Low-information voters are not the concern to me; they may profitably stay at home and mind their business. What concerns me more are the millions of voters holding on to a perspective formed by selective attention to information that supports their emotional intuitions. The American populace does not want competence; they want passion and charisma. They want to vote for someone who can convince them of their righteousness and goodness and value as unique and decent people, regardless of the underlying reality. And they want to be empowered in an environment of constant struggle. No consensus or equilibrium will be forthcoming in such an society.

The failure of Policy Review, a competent but boring journal, evokes a reminder of just how poorly this system works. It fails to surprise when kids get their news from Jon Stewart and supposed grown-ups get it from Rush Limbaugh, where every news network is either flagrantly partisan or so watered-down and accessible as to become meaningless.  Of course we take stupid risks in the stock market and can't keep a marriage together. It's not just our movies that must be entertaining here; our movie critics must be entertaining, too. And our teachers, and our bosses, and our parents, and our academic intelligentsia, and our political commentators, and our spouses. This is the land of Honey Boo Boo and Jerry Springer. It makes perfect sense for the respectable, and respectability itself, to fall here. You cannot say this side of our culture doesn't exist. And if you pay attention to the big picture and have any sense of historical perspective, you know that it's dominant.
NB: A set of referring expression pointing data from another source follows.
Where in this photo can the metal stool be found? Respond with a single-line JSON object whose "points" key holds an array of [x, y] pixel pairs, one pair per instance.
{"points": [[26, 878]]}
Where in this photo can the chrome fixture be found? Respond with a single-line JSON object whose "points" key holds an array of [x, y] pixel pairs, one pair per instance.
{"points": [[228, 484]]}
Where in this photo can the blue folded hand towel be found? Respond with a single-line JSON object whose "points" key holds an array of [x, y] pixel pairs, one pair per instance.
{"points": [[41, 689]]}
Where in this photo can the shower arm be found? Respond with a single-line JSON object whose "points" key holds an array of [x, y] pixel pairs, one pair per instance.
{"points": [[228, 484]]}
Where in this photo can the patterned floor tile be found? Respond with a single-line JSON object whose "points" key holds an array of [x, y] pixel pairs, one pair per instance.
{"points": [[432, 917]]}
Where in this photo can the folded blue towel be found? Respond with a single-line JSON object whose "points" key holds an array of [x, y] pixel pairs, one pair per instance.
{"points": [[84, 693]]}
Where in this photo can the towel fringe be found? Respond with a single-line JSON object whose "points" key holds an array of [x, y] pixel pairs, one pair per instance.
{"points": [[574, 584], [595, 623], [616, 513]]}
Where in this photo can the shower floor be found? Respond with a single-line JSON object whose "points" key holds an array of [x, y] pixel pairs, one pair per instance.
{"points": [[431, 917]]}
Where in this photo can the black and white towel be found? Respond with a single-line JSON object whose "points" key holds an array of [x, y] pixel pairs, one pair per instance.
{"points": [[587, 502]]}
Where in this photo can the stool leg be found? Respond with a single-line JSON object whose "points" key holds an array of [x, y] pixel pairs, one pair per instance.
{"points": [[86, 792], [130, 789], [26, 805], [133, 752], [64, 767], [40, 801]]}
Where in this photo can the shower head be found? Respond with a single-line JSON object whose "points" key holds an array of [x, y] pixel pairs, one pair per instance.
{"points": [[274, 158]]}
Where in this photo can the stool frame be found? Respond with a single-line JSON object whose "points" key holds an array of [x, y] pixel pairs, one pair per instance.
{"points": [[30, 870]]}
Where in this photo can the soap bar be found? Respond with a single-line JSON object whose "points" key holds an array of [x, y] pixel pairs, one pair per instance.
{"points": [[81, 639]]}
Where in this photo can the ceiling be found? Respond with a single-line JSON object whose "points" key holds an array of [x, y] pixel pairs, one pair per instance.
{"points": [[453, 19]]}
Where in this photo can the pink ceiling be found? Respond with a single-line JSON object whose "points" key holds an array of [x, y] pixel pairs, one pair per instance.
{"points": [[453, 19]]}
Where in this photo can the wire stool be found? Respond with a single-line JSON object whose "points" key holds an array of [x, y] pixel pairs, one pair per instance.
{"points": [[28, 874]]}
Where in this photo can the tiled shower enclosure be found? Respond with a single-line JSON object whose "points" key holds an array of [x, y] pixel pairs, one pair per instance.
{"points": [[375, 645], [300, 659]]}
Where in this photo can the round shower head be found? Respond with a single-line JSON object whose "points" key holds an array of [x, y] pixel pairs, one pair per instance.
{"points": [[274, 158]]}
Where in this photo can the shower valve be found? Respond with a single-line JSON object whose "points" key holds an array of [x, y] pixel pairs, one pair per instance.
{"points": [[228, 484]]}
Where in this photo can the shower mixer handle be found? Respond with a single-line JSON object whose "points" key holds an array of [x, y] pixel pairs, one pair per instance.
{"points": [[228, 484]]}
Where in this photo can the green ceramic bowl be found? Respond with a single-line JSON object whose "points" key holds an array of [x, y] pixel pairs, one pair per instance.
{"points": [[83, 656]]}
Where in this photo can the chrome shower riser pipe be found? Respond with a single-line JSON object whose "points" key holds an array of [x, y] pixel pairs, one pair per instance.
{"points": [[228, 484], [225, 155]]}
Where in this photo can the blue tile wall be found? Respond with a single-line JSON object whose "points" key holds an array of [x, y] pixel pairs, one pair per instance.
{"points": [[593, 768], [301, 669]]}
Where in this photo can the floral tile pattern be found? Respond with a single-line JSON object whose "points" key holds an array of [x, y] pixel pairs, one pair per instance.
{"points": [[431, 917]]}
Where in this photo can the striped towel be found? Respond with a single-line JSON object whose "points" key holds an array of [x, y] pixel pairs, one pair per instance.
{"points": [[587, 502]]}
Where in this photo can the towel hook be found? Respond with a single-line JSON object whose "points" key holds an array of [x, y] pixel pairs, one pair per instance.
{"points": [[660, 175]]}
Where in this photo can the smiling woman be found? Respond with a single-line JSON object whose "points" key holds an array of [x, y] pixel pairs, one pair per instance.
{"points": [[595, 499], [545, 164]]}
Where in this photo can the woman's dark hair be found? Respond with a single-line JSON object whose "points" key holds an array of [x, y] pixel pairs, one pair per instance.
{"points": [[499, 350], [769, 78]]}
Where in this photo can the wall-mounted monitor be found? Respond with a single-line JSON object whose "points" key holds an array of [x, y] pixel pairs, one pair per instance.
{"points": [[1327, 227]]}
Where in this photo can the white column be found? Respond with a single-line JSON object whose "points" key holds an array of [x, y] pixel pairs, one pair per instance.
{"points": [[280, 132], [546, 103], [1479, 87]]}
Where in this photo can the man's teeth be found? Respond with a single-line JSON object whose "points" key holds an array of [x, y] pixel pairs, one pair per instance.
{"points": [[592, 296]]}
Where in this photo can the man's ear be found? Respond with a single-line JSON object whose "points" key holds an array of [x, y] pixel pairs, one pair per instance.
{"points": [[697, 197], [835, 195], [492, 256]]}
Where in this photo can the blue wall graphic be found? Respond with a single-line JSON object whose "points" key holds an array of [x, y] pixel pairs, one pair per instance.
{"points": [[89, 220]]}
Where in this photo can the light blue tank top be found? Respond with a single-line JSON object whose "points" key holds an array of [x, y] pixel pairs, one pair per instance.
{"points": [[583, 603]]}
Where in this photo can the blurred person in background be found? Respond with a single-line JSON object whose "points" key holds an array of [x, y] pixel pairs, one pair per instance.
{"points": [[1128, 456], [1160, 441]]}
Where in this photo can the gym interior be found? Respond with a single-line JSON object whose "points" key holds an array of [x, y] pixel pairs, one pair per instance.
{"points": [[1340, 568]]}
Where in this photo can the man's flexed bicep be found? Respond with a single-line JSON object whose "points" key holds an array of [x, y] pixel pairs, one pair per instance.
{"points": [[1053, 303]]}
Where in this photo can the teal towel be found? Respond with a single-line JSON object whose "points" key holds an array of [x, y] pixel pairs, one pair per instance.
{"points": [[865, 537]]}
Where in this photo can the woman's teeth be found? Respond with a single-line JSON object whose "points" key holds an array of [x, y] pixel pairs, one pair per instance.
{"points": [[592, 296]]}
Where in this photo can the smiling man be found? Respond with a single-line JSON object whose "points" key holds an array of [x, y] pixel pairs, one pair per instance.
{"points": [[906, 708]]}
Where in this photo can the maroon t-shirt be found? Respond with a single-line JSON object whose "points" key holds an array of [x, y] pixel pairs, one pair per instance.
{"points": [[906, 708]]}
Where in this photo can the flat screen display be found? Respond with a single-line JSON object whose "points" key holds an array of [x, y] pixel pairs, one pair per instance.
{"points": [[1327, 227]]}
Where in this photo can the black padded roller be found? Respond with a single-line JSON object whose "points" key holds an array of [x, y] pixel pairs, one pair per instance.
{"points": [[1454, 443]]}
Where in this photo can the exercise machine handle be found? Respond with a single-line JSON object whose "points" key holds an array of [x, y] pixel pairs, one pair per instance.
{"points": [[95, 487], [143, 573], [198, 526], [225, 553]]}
Such is the nature of a populist democracy. We don't want a stable, reliable system run by competent people. We want action, and nothing is ever good enough. I don't blame politicians and corporate types for being short-sighted and selfish and dishonest when dealing with this society. That's rational behavior for them, and they might as well, since no one really respects them anyway and garnering praise from one will royally piss off another with every decision. Being in a position of explicit authority here means being a professional scapegoat, so of course they take the money and run. If you think you wouldn't do the same, you're badly deluded. Democracy is a cynical, chaotic system with a single advantage; it's more difficult to use power, and therefore, to abuse power. That's not worth it anymore.

So forget the egalitarian ideals and the sad democratic instincts that have been drilled into us. Forget trying to make a system based on bullshit salesmanship become something more than that. You can't do it. Instead, try thinking about building a system that, even using stupid humans, actually works. What would THAT look like?